An audit by the U.S. Department of Labor’s Office of the Inspector General of its Office of Workers’ Compensation Programs found that the program failed to ensure adequate pricing and prescription oversight for the program, resulting in $321.3 million in overspending.
In a report issued Tuesday, the audit found numerous problems with the Federal Employees’ Compensation Act program, which covers federal and postal workers, including that it “lacked a pharmacy benefits manager to help contain costs and had not determined alternative methods for pricing prescription drugs would be more competitive.”
Outside auditors analyzed six years of drug data and studied policies, procedures and other documentation. They also compared the FECA program to industry best practices and other workers̵7; compensation programs.

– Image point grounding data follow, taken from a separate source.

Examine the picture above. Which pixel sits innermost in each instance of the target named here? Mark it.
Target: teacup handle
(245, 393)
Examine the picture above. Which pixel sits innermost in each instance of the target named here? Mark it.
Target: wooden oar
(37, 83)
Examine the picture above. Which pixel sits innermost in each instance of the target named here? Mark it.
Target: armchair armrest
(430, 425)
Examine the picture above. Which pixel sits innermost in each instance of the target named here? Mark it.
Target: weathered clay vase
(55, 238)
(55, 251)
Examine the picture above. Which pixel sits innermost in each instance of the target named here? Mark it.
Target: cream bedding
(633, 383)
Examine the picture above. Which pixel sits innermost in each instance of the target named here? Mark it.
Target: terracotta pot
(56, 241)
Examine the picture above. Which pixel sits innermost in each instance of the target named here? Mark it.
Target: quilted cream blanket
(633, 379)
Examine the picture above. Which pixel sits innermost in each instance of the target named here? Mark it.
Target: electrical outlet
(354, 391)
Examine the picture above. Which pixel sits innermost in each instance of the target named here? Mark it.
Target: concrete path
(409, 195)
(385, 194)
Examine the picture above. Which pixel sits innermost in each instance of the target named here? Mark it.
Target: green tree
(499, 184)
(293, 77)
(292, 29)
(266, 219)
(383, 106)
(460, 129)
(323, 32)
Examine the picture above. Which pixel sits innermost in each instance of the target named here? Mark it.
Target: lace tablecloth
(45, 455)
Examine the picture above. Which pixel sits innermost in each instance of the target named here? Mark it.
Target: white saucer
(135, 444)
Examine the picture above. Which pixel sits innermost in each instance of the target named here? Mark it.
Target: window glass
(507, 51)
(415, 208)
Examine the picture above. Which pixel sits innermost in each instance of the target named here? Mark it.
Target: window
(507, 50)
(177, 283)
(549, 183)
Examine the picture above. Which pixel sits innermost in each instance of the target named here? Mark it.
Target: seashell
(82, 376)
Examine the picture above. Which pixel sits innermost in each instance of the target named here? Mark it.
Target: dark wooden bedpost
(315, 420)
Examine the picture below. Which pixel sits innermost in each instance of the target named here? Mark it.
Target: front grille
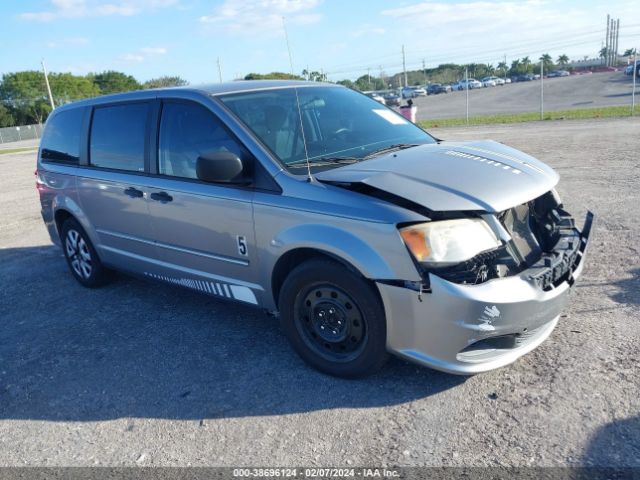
(518, 222)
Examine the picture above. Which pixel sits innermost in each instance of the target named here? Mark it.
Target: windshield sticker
(390, 117)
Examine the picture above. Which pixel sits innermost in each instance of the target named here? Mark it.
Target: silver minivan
(364, 233)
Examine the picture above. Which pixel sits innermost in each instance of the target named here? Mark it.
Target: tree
(516, 67)
(24, 94)
(272, 76)
(166, 81)
(66, 88)
(114, 82)
(547, 62)
(6, 119)
(604, 52)
(346, 83)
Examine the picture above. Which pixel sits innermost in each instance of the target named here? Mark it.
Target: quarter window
(187, 130)
(61, 138)
(118, 137)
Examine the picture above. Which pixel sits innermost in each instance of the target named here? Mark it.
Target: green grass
(17, 150)
(575, 114)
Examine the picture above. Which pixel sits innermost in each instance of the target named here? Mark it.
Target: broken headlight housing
(448, 242)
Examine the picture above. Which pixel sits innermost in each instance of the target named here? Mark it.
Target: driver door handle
(162, 197)
(133, 192)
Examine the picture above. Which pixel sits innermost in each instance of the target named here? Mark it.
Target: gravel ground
(144, 374)
(562, 93)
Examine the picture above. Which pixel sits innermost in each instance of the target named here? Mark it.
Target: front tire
(81, 257)
(333, 319)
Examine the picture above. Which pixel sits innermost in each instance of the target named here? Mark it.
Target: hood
(453, 176)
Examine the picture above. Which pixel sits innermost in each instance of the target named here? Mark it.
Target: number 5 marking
(242, 246)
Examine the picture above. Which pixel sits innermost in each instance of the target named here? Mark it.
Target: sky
(342, 38)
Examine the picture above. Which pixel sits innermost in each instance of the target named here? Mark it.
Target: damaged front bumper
(468, 329)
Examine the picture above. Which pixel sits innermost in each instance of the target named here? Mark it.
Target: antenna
(304, 140)
(286, 37)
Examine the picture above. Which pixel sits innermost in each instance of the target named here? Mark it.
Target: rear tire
(333, 319)
(82, 258)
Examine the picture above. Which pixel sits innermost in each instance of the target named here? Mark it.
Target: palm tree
(604, 52)
(547, 62)
(515, 66)
(503, 67)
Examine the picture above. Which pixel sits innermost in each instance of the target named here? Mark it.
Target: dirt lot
(145, 374)
(562, 93)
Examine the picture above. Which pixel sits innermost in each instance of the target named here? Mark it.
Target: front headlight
(449, 241)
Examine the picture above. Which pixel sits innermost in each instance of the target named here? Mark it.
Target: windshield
(338, 125)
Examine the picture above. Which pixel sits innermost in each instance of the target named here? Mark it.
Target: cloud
(68, 42)
(264, 17)
(94, 8)
(483, 30)
(154, 50)
(367, 31)
(143, 54)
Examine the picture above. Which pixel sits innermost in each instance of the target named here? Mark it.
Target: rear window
(118, 137)
(61, 138)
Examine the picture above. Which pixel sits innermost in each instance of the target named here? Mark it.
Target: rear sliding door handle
(133, 192)
(162, 197)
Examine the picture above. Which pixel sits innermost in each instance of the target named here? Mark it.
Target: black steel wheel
(334, 319)
(82, 258)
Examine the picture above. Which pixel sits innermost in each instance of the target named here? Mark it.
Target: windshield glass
(338, 125)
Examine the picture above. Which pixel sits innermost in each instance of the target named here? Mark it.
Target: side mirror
(220, 167)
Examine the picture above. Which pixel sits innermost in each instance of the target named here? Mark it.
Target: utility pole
(466, 85)
(634, 74)
(46, 80)
(404, 67)
(615, 47)
(611, 42)
(606, 40)
(541, 89)
(424, 69)
(219, 70)
(286, 37)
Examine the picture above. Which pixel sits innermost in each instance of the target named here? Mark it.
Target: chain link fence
(23, 132)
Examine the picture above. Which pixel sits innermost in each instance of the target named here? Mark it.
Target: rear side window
(61, 138)
(118, 137)
(187, 130)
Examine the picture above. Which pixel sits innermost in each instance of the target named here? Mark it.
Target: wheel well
(293, 258)
(61, 216)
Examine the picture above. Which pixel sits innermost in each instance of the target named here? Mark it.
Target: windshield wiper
(327, 161)
(390, 148)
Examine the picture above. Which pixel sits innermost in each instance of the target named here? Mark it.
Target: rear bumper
(468, 329)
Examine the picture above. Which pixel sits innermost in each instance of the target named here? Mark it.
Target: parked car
(318, 204)
(471, 83)
(413, 92)
(629, 69)
(558, 73)
(391, 98)
(526, 77)
(376, 96)
(436, 88)
(496, 80)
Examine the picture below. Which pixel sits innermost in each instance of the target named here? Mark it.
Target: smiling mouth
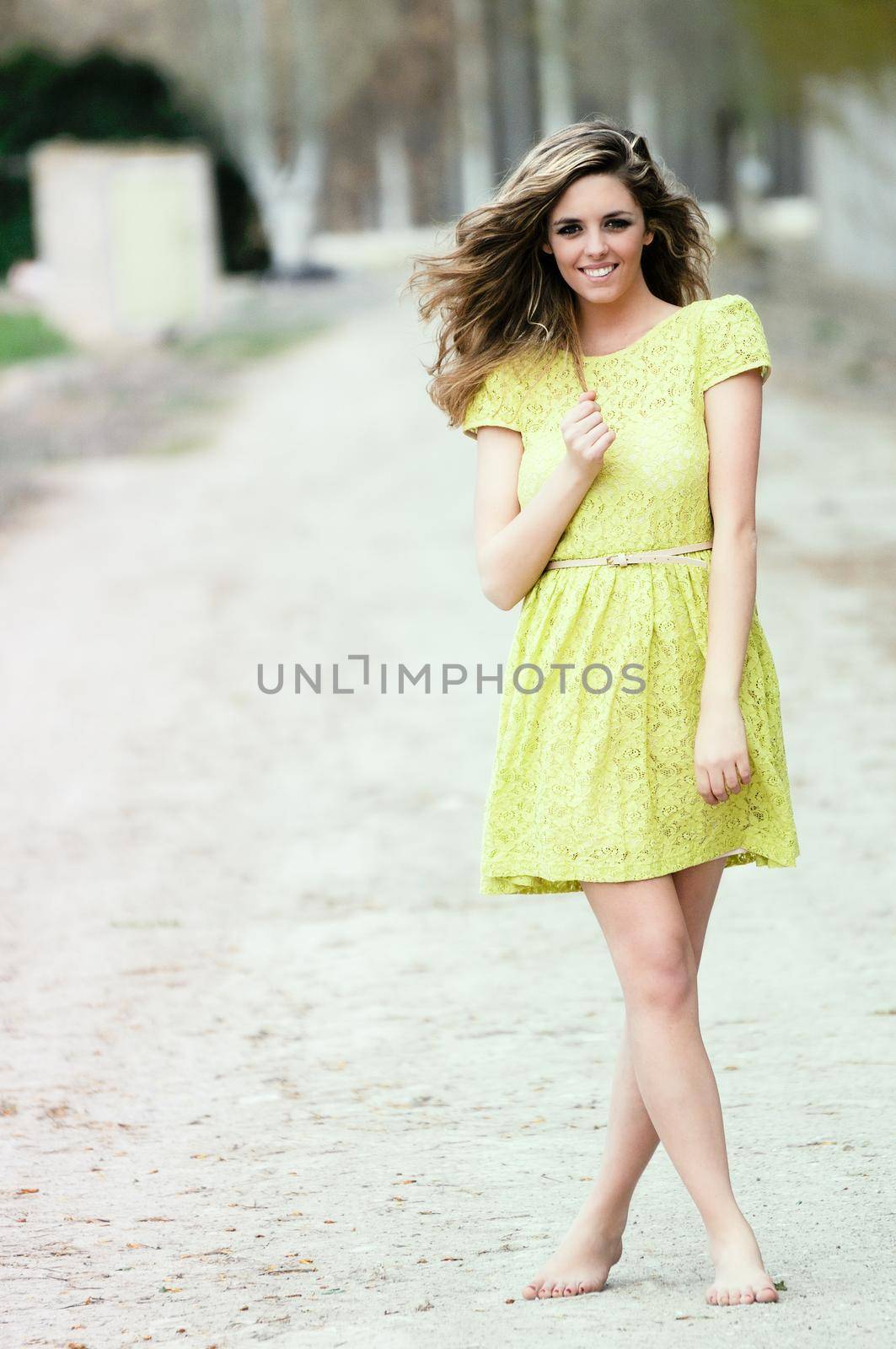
(598, 273)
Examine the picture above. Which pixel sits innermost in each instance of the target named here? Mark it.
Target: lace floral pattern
(598, 786)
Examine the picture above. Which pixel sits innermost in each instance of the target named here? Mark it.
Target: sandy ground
(273, 1070)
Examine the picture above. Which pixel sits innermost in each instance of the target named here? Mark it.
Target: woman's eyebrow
(574, 220)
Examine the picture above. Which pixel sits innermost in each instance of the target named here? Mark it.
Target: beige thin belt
(660, 555)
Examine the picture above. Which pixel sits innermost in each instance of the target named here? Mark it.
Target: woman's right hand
(586, 435)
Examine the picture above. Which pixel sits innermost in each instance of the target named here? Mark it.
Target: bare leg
(594, 1241)
(652, 953)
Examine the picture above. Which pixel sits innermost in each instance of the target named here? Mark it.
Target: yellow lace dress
(593, 775)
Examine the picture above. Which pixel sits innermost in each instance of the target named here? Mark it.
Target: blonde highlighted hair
(498, 294)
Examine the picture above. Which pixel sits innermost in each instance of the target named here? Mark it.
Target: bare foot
(740, 1275)
(583, 1259)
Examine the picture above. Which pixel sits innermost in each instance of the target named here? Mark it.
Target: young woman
(617, 411)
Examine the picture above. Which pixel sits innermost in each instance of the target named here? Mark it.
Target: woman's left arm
(733, 424)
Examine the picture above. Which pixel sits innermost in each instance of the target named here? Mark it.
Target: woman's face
(595, 224)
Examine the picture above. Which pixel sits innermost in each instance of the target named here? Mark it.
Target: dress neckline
(637, 341)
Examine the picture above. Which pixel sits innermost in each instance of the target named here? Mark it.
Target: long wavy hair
(498, 294)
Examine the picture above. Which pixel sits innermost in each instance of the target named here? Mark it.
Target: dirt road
(273, 1070)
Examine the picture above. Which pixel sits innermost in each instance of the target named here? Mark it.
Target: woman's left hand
(721, 759)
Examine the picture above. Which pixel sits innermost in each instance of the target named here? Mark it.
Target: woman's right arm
(512, 544)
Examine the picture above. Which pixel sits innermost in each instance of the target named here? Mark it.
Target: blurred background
(213, 175)
(270, 1059)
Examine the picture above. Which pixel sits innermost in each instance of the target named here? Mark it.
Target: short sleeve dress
(593, 775)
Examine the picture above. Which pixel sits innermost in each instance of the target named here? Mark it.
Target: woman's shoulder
(727, 308)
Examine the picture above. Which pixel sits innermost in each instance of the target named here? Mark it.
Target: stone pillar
(127, 235)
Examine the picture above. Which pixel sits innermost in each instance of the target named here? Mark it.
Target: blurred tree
(101, 98)
(829, 38)
(276, 73)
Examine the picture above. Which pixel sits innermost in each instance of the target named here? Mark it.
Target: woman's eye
(567, 229)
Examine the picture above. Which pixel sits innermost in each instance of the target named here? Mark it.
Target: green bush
(26, 336)
(105, 98)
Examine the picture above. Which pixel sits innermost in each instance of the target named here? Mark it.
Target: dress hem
(534, 881)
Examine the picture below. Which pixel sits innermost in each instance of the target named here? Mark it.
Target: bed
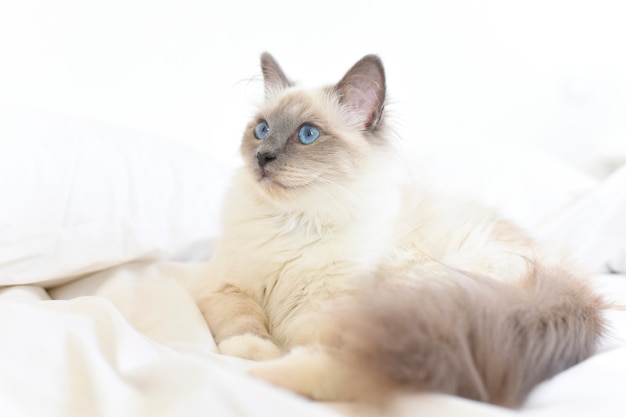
(104, 233)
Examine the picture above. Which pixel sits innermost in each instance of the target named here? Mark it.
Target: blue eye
(308, 134)
(261, 130)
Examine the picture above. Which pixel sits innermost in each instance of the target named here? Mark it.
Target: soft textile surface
(97, 321)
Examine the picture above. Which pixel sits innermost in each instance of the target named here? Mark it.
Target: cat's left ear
(273, 76)
(362, 91)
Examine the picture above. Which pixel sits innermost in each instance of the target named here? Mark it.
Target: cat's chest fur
(292, 262)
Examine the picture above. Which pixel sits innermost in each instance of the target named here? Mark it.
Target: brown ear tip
(267, 57)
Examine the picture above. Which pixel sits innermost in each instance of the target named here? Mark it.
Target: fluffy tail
(469, 336)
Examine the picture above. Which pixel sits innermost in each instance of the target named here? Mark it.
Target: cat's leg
(311, 371)
(238, 324)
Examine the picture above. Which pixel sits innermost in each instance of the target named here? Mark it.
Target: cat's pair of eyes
(307, 133)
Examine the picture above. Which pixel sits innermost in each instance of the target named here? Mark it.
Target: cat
(350, 282)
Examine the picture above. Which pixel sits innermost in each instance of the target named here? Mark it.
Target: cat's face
(314, 140)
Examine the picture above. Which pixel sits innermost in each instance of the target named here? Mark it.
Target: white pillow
(78, 196)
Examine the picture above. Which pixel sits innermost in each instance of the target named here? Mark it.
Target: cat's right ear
(273, 76)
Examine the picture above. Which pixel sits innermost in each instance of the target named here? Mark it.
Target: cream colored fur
(306, 231)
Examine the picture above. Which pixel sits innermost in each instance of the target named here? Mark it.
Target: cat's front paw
(249, 346)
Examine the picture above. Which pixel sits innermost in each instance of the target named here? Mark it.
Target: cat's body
(322, 223)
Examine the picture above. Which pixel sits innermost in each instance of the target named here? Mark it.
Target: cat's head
(311, 140)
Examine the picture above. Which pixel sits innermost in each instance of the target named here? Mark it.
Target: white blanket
(98, 320)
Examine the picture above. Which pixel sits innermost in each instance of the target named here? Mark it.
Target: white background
(547, 74)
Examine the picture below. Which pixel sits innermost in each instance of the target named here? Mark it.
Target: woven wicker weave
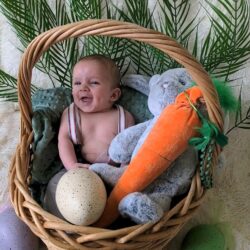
(58, 234)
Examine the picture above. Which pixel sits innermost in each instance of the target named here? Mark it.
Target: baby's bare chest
(99, 128)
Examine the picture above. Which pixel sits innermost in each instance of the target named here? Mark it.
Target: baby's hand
(81, 165)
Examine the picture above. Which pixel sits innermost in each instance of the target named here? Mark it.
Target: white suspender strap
(74, 123)
(121, 120)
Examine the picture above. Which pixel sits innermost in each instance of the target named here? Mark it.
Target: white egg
(81, 196)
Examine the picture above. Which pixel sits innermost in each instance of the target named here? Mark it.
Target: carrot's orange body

In addition to identifying overspending during the audit period between 2015 and 2020, auditors found that OWCP did not effectively monitor drug policy changes to ensure implementation, resulting in claimants receiving thousands of inappropriate prescriptions and potentially lethal drugs, including 1,330 prescriptions for rapid-acting fentanyl, even after to have issued a policy restricting its use.
The audit also found that OWCP failed to monitor prescription drugs that are carefully reviewed and rarely covered by workers’ compensation programs, and likely overused drugs “that may not have been necessary or appropriate.”
Auditors also found that OWCP lacked sufficient clinical expertise and guidelines to ensure appropriate medication decisions, which could have a negative impact on claimants’ health, recovery and return to work.
The report included recommendations to strengthen the management of drugs in the FECA program, including ensuring adequate clinical expertise among staff and using evidence-based clinical guidelines to create prescription drug coverage policies. According to the report, OWCP “generally agreed with the recommendations.”